What is the Least Squares Regression?

Definition: The least squares regression is a statistical method for managerial accountants to estimate production costs. The least squares regression uses a complicated equation to graph fixed and variable costs along with the regression line of cost behavior.

What Does Least Squares Regression Mean?

The regression line show managers and accountants the company’s most cost effective production levels. In other words, the least squares regression shows management how much a product they should produce based on how much it costs the company to manufacture. Financial calculators and spreadsheets can easily be set up to calculate and graph the least squares regression.
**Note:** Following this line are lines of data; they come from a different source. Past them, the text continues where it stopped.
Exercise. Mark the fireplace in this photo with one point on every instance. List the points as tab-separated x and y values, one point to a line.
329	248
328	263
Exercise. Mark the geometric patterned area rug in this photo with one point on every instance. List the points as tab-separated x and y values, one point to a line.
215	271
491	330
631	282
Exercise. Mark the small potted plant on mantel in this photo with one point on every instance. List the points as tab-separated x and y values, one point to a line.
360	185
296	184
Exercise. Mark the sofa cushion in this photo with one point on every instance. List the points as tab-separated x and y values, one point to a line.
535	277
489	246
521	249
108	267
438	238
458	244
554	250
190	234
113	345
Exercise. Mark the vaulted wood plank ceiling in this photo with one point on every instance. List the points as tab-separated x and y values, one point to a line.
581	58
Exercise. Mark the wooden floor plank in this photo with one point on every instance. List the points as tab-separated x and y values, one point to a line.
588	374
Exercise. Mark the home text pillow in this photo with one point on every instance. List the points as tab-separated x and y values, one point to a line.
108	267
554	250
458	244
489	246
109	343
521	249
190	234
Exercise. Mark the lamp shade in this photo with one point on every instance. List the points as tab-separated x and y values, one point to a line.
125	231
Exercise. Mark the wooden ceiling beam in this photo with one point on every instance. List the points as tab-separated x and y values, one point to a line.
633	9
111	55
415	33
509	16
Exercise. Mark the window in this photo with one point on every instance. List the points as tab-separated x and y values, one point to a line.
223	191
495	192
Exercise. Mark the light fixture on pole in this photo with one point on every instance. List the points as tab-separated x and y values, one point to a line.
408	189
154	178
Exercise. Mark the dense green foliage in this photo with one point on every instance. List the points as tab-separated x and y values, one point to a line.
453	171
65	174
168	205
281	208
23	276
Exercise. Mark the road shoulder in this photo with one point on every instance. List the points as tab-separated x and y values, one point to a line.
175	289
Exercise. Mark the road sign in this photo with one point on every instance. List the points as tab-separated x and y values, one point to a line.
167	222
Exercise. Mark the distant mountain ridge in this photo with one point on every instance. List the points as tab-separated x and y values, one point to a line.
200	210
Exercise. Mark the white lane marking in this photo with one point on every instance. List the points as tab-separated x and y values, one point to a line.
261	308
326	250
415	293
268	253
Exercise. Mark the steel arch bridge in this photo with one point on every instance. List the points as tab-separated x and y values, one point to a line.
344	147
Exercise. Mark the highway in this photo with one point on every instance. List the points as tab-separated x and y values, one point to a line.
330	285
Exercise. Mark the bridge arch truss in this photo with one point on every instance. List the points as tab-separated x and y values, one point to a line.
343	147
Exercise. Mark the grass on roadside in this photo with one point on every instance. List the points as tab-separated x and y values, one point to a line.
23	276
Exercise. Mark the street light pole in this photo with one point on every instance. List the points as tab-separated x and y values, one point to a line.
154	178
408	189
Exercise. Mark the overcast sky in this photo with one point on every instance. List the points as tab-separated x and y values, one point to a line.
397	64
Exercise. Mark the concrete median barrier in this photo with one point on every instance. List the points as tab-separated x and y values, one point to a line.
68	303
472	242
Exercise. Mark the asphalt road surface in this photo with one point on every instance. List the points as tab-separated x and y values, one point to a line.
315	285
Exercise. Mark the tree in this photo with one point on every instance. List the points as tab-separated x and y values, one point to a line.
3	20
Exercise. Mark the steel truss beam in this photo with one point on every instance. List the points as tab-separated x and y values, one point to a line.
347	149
Accounting Least Squares Regression Formula Example

The least squares regression equation is y = a + bx. The A in the equation refers the y intercept and is used to represent the overall fixed costs of production. In the example graph below, the fixed costs are $20,000. B in the equation refers to the slope of the least squares regression cost behavior line. X refers to the input variable or estimated number of units management wants to produce.
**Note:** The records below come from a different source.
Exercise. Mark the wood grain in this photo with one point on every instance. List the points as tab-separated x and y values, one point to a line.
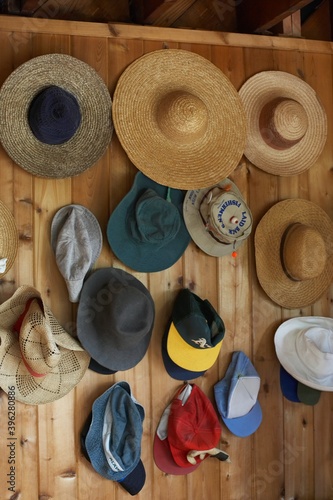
290	455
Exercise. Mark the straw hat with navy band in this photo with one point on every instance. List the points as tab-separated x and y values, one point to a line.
217	218
294	253
286	123
37	356
55	116
146	231
179	119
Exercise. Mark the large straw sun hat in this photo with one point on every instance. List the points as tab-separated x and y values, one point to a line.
294	253
179	119
55	116
287	123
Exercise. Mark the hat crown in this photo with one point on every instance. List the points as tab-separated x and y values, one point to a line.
38	347
304	252
54	115
182	117
226	215
283	123
157	221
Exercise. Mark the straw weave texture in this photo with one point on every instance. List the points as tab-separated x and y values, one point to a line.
179	119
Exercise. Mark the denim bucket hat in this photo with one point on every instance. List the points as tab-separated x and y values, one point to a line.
111	437
146	231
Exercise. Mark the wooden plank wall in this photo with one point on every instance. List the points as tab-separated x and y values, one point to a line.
290	455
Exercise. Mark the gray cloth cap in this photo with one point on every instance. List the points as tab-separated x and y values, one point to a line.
76	239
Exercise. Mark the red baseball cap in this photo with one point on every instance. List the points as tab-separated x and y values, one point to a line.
192	426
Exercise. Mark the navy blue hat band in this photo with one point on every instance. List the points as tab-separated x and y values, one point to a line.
54	115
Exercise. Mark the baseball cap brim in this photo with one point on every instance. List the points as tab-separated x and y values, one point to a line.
189	357
175	371
164	460
246	425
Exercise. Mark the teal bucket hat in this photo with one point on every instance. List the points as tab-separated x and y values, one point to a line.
146	231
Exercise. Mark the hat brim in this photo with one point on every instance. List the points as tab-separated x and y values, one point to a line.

When the equation is solved, y equals the total cost of the estimated number of units at the current fixed and variable costs. A regression line is often drawn on the scattered plots to show the best production output. Here is an example of the least squares regression graph.

Least Squares Regression Cost Example

Managerial accountants use other popular methods of calculating production costs like the high-low method. The high-low method is much simpler to calculate than the least squares regression, but it is also much more inaccurate.